First of all, I have to create an embedding for each of the query rewrites:

{
	var embeddings = await _embeddingClient.GenerateEmbeddingsAsync(rewrittenQueries);
	searchOptionsPerQuery = [.. embeddings.Value
		.Select(embedding =>
		{
			var searchOptions = CreateSearchOptionsBase();
			searchOptions.VectorSearch = CreateVectorSearchOptions(embedding.ToFloats());

			return searchOptions;
		})];
}

And if you’re thinking now… wow, does that mean my system will generate 5x more query vectors with a custom rewriter? The answer is: yes. That’s the trade‑off.

As you can see below, for each of the rewritten queries, the TOP 3 (in a real app I suggest to return more) most similar documents are returned from Azure AI Search.

Multi-Query rewrites for RAG combined with Vector Search

Now the question arises: how should we combine these results?

There are three basic approaches:

RRF (Reciprocal Rank Fusion)

This method ignores the raw Score value and focuses purely on ranking. Each query produces its own ranked list, and RRF merges them by rewarding documents that consistently appear near the top. If you remember hybrid search (read more here), this follows the same RRF principle.

Take the MAX score per document

For each document ID, you keep the highest score it received across all rewrites. This works well when you trust the scoring function and want to highlight the strongest match.

Aggregate score per document

Here you sum all scores for each document ID. This rewards documents that appear frequently across multiple rewrites, even if no single score is the highest.

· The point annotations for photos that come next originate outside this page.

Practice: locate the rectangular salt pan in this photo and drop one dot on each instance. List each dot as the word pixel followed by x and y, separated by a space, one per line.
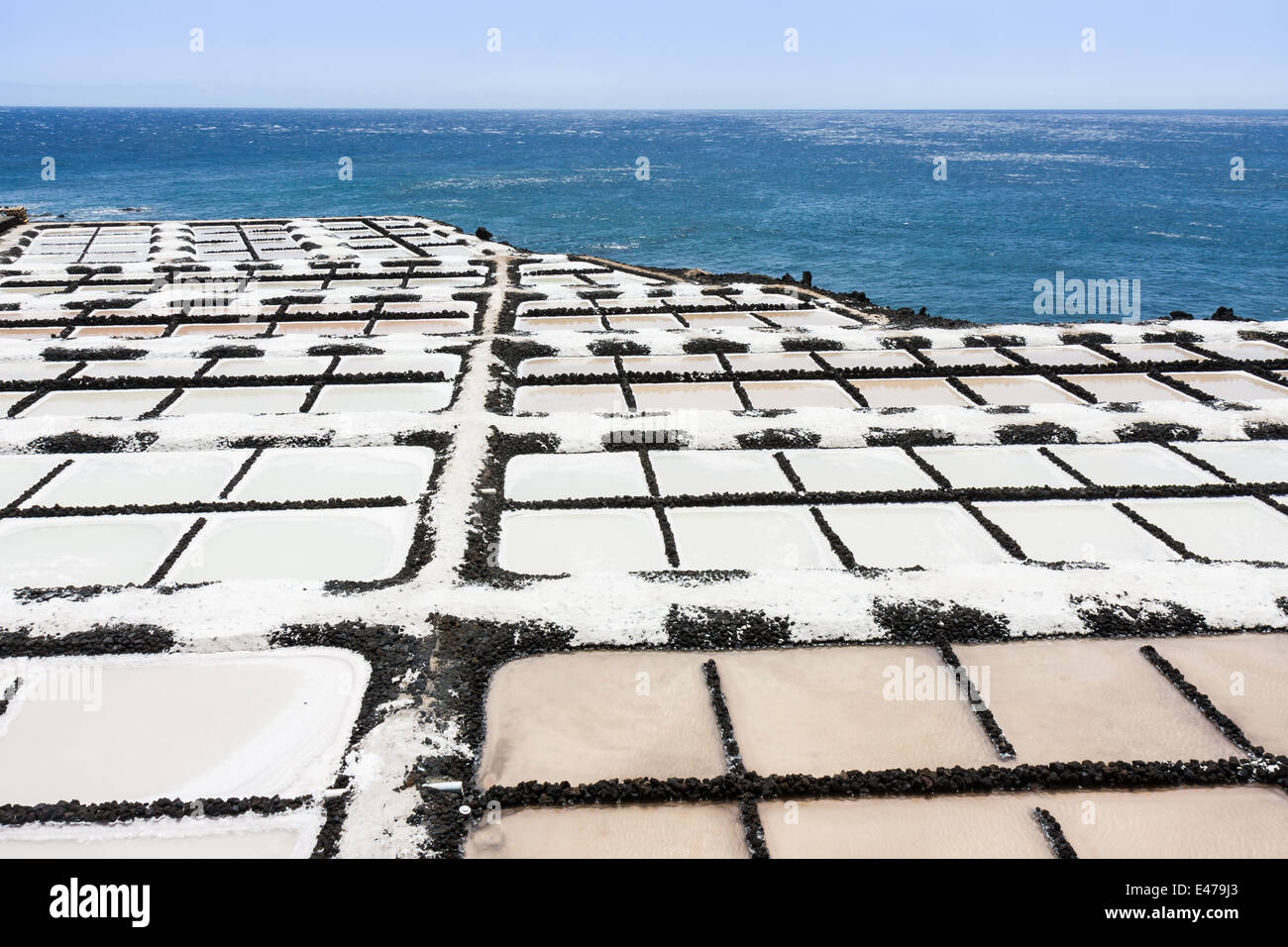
pixel 421 397
pixel 1005 466
pixel 1248 462
pixel 111 403
pixel 1192 822
pixel 1020 390
pixel 1244 676
pixel 1076 531
pixel 86 551
pixel 828 710
pixel 288 835
pixel 1131 464
pixel 151 476
pixel 623 831
pixel 858 470
pixel 300 474
pixel 307 545
pixel 179 725
pixel 1126 388
pixel 1098 699
pixel 906 535
pixel 1228 527
pixel 555 541
pixel 1232 385
pixel 585 716
pixel 21 474
pixel 910 392
pixel 750 538
pixel 717 472
pixel 996 826
pixel 769 395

In my C# app, I have chosen the MAX score approach:

private static IReadOnlyList<StarshipSemanticSearchDocumentResult> GetBestDocumentsByMaxScore(SemanticSearchResult[] result, int topN = 3)
{
    var bestDocumentsById = new Dictionary<string, StarshipSemanticSearchDocumentResult>();

    foreach (var document in result.SelectMany(searchResult => searchResult.Documents))
    {
        if (!bestDocumentsById.TryGetValue(document.Id!, out var currentBest) || document.Score > currentBest.Score)
        {
            bestDocumentsById[document.Id!] = document;
        }
    }

    return [.. bestDocumentsById.Values.OrderByDescending(document => document.Score).Take(topN)];
}

Which method is best? Hard to say… That would require testing on large datasets from different domains, and the answer may vary depending on the specific scenario.

If you asked me which one to choose though, I would probably go with RRF like logic as a default option but of course… if you have a RAG solution then you should also have an evaluation pipeline so just check the accuracy by changing just that part of the RAG pipeline and compare the results.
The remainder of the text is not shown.